In this issue we intend to gather contributions where the purpose is to promote the new ways of categorising geographical space based on data from the social networks. These contributions can take on the following forms: analyses of the urban space and variations in user concentrations using data collected via the APIs of various social networks ; probabilistic models for crowd movements, and also other types of model integrating the hypothesis that phenomena of self-organisation or self-fulfilling may emerge from randomness ; experimentation performed using agent-based simulation platforms.

Announcement

Argument

Because it enables a synthesis of "where" and "how many" data derived from connected devices has embarked upon a new era of data liable to be mobilised to analyse geographical realities, not forgetting, either, the question of "who?", as well as the ethical issues attached to the use of this data and to whether or not the data is "volunteered"[1] (Goodchild 2007). A reversal of the qualification of individuals is running from a categorization organized around the profession, income, age, lifestyle or place of residence, in a way categorization of marks of behavior mobility and uses of the city.

Since the seminal work by C. Ratti, numerous contributions (Blondel[2] et al, 2015) have deepened this field of study. In the understanding of the functioning of geographical space, traces left by individuals on the social networks and/or by their mobile phone use have become essential sources to gain better apprehension of daily mobility patterns, or specific behaviours on the occasion of exceptional events.
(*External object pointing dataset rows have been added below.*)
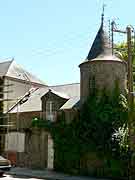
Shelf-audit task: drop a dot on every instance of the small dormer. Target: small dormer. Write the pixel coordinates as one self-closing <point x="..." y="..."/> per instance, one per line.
<point x="52" y="101"/>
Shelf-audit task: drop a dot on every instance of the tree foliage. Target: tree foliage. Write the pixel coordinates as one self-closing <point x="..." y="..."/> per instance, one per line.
<point x="100" y="127"/>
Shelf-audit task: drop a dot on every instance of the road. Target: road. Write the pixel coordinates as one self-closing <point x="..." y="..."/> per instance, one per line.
<point x="9" y="177"/>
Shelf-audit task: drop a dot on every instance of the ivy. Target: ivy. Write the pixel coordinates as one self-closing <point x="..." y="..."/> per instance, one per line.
<point x="100" y="126"/>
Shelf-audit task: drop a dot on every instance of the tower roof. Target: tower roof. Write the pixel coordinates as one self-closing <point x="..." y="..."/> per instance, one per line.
<point x="100" y="45"/>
From a theoretical viewpoint, this data is not solely the arrival of new types of information among the classic methods. It also amounts to a breakaway in the approaches to the different spaces involved, via its potential to construct new, relevant aggregates. For some time, the issue of a renewal in urban geography has been abroad, with an abandonment of the analysis of the perennial structures of urban space, based on social categories, gender, age, socio-professional category or place of residence. If this data is not available with APIs of social networks , we can move on to something different. In this issue of NETCOM, we propose to gather contributions showing the geographical interest of performing analyses, not on the basis of the usual categories, but by mobilising and breaking down the information derived from geo-localised data. This data is not a mere spatial localisation of coordinates. If it is crossed with temporal data, which can be converted into durations or frequencies, it enables the identification of spatial-temporal functioning within geographical space (Lucchini, Elissalde et al, 2011, 2013, 2014, 2015).

By perusing urban heartbeats and paces, the refinement of the temporal divisions provided by legal recordings of crowdsourcing data gives access to the variability of urban functioning according to a new temporal sequencing process which can in particular accommodate numerous different time patterns. In recent years, new research has used exchanges of "tweets" in the New York urban area (França, 2014, Visualising the "heartbeat" of a city with tweets) or photos posted online via Instagram (Yan-Tao Zheng et al, 2013).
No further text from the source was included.